Police Chief Calls Out Trump For Coronavirus Fails

0
830

For weeks on end, Coronavirus testing in the U.S. lagged majorly behind the point needed for a comprehensive, large-scale public health assessment in the country. During a conference call last week with Trump administration officials, a San Francisco-area police chief demanded that those on the front lines get priority access to testing. That testing could mean, in extreme but very present circumstances, life or death, because without a tested confirmation, first responders could unknowingly spread the disease.

Admitting on the call that his officers had to rely on local “backchannels” to get access to testing, Chief John Carli of Vacaville, California, commented:

‘Somebody needs to make a decision at the very high level so that we’re not having to have these decisions made [this way]… we have to, at a national level, get the support down to the local level. Stop testing NBA players, and start testing our first responders.’

A slew of NBA players got access to Coronavirus testing in the early days of the outbreak, even while state public health officials struggled to get any remotely effective number of tests ready for their population.

Positive test results in these situations mean that the subjects have to be quarantined, which could obviously have devastating effects for local police forces and other authorities if the virus tore through their ranks. On the conference call in which Carli participated, a Department of Homeland Security official revealed that several thousand of their department’s employees had been quarantined either out of an abundance of caution due to possible exposure or due to apparent positive test results for the virus, and Norwood, Massachusetts Police Chief Bill Brooks added:

‘Our mission has completely changed from what we were doing three weeks ago. Our core mission at this point is not only public service but sustainability.
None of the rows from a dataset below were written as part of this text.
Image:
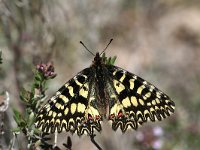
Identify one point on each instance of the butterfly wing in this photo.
(134, 100)
(71, 107)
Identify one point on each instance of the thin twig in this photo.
(94, 142)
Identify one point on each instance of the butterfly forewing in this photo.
(70, 108)
(137, 100)
(100, 91)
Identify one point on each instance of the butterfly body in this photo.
(103, 92)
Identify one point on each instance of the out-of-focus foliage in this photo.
(158, 40)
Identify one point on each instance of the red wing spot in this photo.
(98, 117)
(90, 117)
(111, 116)
(120, 114)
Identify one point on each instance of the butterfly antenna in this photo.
(86, 48)
(106, 46)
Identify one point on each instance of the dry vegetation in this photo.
(157, 40)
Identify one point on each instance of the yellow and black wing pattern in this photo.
(103, 91)
(135, 101)
(71, 109)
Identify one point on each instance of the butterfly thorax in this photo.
(100, 85)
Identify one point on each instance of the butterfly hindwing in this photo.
(70, 108)
(137, 100)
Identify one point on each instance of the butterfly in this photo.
(103, 92)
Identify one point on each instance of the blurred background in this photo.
(158, 40)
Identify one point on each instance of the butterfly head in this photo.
(97, 59)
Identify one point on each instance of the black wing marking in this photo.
(135, 100)
(70, 108)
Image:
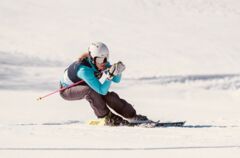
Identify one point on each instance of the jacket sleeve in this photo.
(88, 76)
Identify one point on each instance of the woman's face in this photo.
(101, 66)
(101, 63)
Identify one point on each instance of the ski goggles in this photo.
(101, 60)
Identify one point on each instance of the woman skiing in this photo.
(92, 67)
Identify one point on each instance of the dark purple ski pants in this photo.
(98, 102)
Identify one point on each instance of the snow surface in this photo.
(182, 61)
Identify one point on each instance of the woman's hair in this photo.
(83, 56)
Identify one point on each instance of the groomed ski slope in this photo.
(182, 61)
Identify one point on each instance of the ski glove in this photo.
(115, 69)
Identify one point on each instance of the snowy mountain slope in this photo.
(182, 61)
(170, 37)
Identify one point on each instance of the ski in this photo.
(150, 124)
(153, 124)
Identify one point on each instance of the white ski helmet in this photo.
(98, 49)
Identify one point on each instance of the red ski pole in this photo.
(61, 89)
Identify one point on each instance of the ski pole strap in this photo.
(61, 89)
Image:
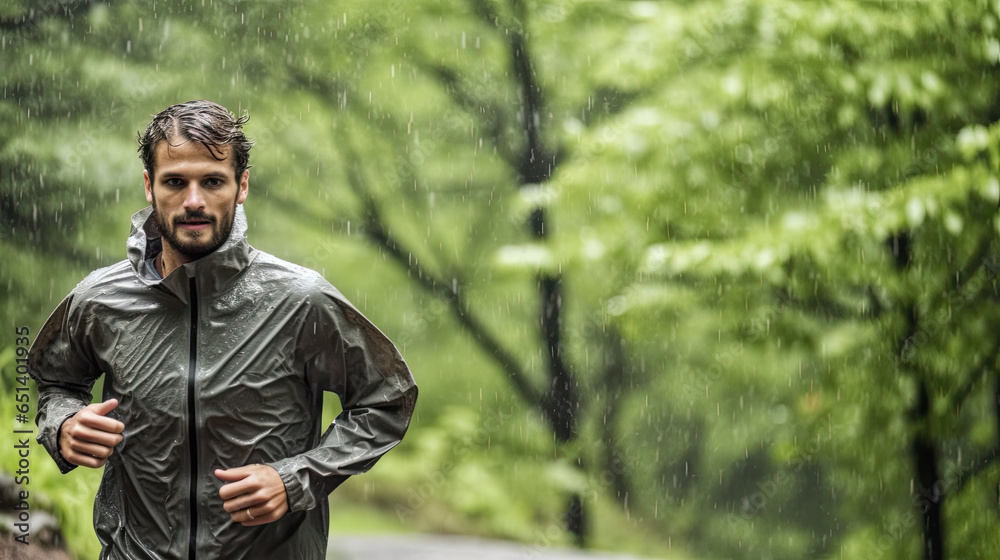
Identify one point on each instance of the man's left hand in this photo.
(253, 495)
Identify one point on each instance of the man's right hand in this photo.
(89, 437)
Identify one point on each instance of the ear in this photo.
(244, 187)
(149, 186)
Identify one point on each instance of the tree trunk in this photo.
(930, 487)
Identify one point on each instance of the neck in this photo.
(168, 260)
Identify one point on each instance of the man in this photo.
(215, 358)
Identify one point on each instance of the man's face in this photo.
(194, 197)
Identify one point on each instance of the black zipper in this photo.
(192, 424)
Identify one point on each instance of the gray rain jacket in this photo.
(221, 364)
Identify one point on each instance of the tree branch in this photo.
(448, 291)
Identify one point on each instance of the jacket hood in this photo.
(214, 272)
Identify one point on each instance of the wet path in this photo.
(440, 547)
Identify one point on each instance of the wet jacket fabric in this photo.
(221, 364)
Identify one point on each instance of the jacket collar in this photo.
(213, 273)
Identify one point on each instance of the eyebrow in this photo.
(172, 174)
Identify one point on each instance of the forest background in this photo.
(690, 279)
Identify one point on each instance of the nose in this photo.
(193, 199)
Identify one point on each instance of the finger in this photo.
(260, 517)
(98, 451)
(82, 460)
(105, 407)
(104, 423)
(89, 435)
I need the police department to be operational and healthy 60 days from now.’

Besides the risk to themselves and the community, an uncaught case of Coronavirus among first responders could obviously quickly put many of them out of service if it spread. To limit potential virus spread, Brooks revealed that his team had “really told our people not to do traffic enforcement at all.”

The call also addressed issues like spreading Coronavirus cases in various communities not actually getting reported to local authorities, which could leave them in the dark about potential transmission among their own ranks and the community at-large.

The Coronavirus has long been detected in every single state, and overall, the U.S. has suffered more than 81,000 confirmed Coronavirus cases and what’s fast approaching 1,200 deaths. As of late Thursday afternoon Eastern time, the U.S. has the most confirmed cases of any single country in the world. Many of the nation’s cases have been reported in New York, where thousands upon thousands of people have been hospitalized, but other major cities could soon reach similar points of high infection rates.

While these developments have been unfolding, President Trump has been clamoring for the economy to get re-opened and social distancing demands to be lifted. That could enact even more carnage if the virus spreads unchecked.